Я помню – а ты? – как Дэн убеждал меня, что уникальность англосаксонского национального сознания – в маниакальной приверженности идее равенства. Утверждал, что это просматривается и в давней истории, даже в феодальные времена. Великая хартия вольностей, парламент, обычное право и всякие прочие штуки. Но у нас эта мания достигла зенита где-то в семнадцатом веке. Кромвель и Английская республика 202 . Тогда у нас еще был шанс, но мы его профукали. Или, вернее, те, кто не хотел этот шанс профукать, увезли его с собой в Америку. Конечно, в душе у американцев образовался невозможный хаос. Но в ней все-таки сохранились какие-то следы прежней нашей дороги. Дэн сказал как-то: «Здесь Кромвель так и не умер». Я засмеялась. Так и представила себе старого задиру в железном шлеме и высоких сапогах, стоящего на углу бульвара Сансет: «Простите меня, ребята!» Но Дэн не нашел это забавным.
Но вот чего я не понимаю (наконец-то добралась до главного), как он, веря во все это, способен втайне оставаться таким английским англичанином – из тех англичан, что со всех ног бросились приветствовать возвращение Карла II на родные берега. Вот если бы ему удалось заразиться у американцев хоть капелькой веры в себя! В сегодняшний день, каким бы плохим он ни был. Если б у меня была волшебная палочка, я взмахнула бы ею над его головой и сделала бы его точно таким, какой он есть, только американцем. Жалко, по правде говоря. Он родился не в той культуре, где надо бы. Я чувствую себя такой свободной по сравнению с ним. И дело не в возрасте. Милдред очень проницательно про него сказала. Она сказала: «Дэн – самый английский англичанин из всех, кого я знаю». А я ответила: но он же совсем не типичный, по правде говоря. Она покачала головой: «Деточка, да он просто научился это скрывать. Только и всего».

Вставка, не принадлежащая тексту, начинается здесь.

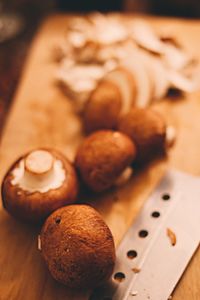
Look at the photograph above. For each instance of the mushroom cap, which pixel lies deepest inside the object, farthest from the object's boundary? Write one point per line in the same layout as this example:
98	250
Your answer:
102	158
102	110
35	206
147	128
78	247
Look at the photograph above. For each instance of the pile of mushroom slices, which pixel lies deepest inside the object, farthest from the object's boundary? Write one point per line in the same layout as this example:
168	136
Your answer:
138	64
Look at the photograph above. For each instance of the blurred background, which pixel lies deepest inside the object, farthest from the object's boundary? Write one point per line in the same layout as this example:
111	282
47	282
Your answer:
19	20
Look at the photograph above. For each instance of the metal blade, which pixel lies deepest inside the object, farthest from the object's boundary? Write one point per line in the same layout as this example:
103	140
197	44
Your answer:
158	246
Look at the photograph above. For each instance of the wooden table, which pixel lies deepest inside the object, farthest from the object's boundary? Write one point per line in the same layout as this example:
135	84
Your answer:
42	116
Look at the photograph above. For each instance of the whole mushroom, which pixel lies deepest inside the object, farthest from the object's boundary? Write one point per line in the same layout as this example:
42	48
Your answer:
38	183
148	130
78	247
103	158
113	97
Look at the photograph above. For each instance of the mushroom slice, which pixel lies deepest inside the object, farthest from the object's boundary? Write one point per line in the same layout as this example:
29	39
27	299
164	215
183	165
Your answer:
180	82
175	58
145	37
123	78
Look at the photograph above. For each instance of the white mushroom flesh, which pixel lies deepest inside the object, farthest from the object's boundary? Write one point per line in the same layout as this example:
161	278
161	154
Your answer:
124	177
170	136
39	172
110	41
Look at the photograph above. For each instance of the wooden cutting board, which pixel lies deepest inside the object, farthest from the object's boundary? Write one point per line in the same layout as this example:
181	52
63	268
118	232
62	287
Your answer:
42	116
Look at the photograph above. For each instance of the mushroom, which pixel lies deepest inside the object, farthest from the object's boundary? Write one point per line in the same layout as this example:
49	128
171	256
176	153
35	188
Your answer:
38	183
113	97
148	131
78	247
103	158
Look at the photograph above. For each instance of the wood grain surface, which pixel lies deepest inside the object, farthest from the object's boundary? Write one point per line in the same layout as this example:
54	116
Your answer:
42	116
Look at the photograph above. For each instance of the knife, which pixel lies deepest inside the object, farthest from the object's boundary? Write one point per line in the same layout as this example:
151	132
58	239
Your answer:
159	244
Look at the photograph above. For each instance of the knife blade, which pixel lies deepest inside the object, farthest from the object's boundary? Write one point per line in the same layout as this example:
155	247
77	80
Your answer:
159	244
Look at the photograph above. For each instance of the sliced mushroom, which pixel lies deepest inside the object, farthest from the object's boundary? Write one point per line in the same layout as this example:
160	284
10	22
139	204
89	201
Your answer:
38	183
103	157
145	37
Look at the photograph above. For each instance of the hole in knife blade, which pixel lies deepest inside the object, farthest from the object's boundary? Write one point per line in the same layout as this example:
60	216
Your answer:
119	276
143	233
166	197
155	214
131	254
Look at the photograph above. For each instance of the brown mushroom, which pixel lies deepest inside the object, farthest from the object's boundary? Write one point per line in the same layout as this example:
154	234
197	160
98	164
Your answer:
147	128
78	247
39	183
103	157
113	97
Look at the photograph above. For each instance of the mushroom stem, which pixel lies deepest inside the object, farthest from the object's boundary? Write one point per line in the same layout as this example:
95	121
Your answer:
170	136
38	168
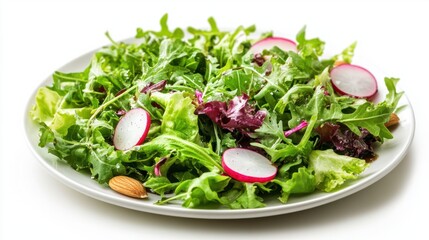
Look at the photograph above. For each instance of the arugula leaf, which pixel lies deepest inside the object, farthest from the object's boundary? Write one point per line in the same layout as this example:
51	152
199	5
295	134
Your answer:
201	191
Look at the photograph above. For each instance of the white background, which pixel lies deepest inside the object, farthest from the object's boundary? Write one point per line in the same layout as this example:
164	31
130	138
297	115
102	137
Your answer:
38	37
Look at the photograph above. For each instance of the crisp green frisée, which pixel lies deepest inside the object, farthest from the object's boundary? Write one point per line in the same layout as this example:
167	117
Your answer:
204	121
352	80
270	42
247	166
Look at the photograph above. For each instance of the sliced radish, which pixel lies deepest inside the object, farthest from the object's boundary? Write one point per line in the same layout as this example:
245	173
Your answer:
353	80
132	129
268	43
247	166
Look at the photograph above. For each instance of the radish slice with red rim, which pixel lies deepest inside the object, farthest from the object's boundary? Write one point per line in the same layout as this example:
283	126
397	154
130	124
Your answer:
353	80
131	129
268	43
247	166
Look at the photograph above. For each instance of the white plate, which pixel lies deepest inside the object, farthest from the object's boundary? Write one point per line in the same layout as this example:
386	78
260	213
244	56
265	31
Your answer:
390	154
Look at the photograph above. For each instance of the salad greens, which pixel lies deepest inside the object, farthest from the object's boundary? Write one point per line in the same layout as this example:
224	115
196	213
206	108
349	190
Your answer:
205	92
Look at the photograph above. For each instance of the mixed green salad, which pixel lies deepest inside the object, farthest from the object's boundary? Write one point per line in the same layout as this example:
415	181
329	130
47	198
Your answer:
206	91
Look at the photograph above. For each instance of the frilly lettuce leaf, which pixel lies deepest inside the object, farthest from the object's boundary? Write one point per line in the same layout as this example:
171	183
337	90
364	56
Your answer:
331	170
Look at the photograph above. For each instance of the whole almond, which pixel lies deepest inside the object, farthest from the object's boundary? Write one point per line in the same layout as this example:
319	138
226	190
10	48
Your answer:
128	186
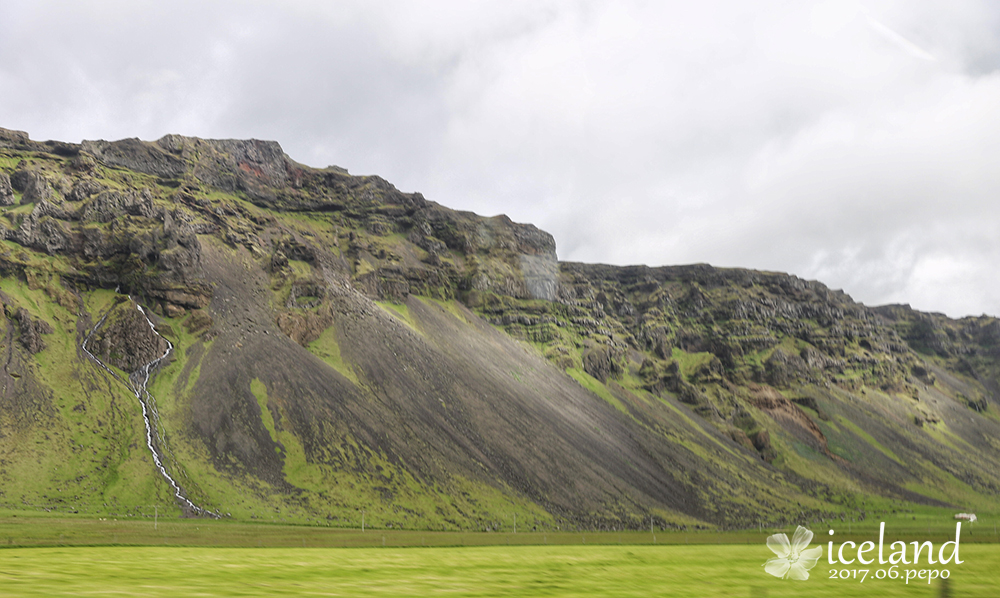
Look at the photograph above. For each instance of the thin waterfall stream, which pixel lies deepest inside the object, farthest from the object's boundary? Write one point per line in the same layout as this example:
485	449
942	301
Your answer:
136	382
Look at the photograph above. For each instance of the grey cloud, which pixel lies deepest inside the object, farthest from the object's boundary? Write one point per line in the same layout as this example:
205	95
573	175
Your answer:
774	135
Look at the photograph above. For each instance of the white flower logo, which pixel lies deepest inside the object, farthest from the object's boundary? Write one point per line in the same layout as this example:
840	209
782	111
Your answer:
793	560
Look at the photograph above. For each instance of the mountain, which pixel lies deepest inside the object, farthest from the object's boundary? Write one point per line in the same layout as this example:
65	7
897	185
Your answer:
208	327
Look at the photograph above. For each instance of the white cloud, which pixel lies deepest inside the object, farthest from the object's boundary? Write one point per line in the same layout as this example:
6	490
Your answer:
817	137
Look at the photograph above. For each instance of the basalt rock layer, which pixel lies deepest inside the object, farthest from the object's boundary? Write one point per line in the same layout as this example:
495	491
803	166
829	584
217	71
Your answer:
342	347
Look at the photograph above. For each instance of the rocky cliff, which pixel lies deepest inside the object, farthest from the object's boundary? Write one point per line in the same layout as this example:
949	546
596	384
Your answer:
341	346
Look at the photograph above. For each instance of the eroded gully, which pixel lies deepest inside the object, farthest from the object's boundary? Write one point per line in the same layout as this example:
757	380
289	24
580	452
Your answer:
136	382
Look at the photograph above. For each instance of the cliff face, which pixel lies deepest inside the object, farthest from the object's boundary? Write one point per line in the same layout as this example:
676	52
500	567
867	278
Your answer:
341	346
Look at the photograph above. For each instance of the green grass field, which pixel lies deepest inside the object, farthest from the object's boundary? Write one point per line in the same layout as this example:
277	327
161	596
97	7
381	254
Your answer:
46	555
674	570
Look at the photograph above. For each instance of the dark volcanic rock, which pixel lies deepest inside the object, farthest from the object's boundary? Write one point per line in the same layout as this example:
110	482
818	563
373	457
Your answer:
126	341
6	190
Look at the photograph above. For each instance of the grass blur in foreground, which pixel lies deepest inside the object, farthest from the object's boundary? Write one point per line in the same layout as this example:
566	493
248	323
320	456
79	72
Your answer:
675	570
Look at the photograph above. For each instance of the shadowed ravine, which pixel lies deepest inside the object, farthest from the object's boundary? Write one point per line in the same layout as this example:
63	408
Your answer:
137	382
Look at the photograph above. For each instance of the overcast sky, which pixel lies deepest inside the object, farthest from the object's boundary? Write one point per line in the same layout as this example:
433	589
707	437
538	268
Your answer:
853	143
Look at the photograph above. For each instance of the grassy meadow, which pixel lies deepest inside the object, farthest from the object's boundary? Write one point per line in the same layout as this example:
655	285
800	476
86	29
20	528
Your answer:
47	555
593	570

Мы много о нем говорили. Между прочим. Я чувствую – она хочет рассказать мне что-то, что ей известно, а я не знаю. Может, про других женщин. И хочет, чтобы я рассказала ей то, чего не знает она. Мы как бы фехтуем, но любя, по-дружески. Она невероятно тактична. Официальная версия пьесы – временная разлука. Не хочу знать, что думают о нас другие, даже если они ничего плохого не имеют в виду.

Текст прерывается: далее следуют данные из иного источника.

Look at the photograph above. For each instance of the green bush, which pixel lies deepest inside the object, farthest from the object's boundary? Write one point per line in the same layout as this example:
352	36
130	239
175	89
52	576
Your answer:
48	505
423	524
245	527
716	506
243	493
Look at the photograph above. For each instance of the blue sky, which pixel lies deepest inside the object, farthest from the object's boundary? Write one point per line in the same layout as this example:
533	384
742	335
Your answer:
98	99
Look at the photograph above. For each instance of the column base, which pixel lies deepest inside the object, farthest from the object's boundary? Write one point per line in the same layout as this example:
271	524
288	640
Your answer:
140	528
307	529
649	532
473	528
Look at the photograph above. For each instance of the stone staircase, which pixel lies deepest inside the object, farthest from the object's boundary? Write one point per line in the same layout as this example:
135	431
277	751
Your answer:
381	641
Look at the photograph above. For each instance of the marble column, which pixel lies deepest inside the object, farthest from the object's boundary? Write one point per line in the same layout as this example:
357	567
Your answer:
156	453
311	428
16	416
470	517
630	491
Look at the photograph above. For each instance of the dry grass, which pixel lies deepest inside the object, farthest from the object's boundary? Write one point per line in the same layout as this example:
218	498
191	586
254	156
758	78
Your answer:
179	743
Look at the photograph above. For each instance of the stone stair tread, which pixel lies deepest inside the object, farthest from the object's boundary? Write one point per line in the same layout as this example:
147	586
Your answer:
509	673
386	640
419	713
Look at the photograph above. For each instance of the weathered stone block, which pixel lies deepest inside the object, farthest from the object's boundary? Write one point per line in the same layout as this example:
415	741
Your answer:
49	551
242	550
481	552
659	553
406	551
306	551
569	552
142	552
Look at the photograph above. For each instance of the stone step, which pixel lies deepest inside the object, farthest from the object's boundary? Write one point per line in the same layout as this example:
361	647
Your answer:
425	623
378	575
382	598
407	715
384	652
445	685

Ты, конечно, понимаешь – я пишу наполовину для себя самой. Пересказываю тебе всю эту ерунду, которую ты же мне и рассказал. Напрасно говорить об этом: ты все равно поймешь, что все это означает. И на самом деле я неправду сказала про темные очки.
200
Громовой перевал – Дженни переиначивает здесь название романа Эмилии Бронте (1818-1848) «Грозовой перевал» (1847).
201
Мистер Найтли и Эмма – герои романа английской писательницы Джейн Остен (1775-1817) «Разум и чувствительность» (1811).
202
Английская республика (1649-1653) – после падения монархии и казни короля Карла I Стюарта в мае 1649 г. Англия была объявлена республикой, верховная власть в которой принадлежала однопалатному парламенту, исполнительная власть была отдана в руки Государственного совета. В 1653 г. республиканское правление сменилось протекторатом Оливера Кромвеля (1599-1658), длившимся некоторое время и после его смерти, до 1659 г., когда в Англии снова была восстановлена республика. Однако в 1660 г. произошла реставрация монархии, и на престол взошел Карл II Стюарт, вернувшийся из Франции.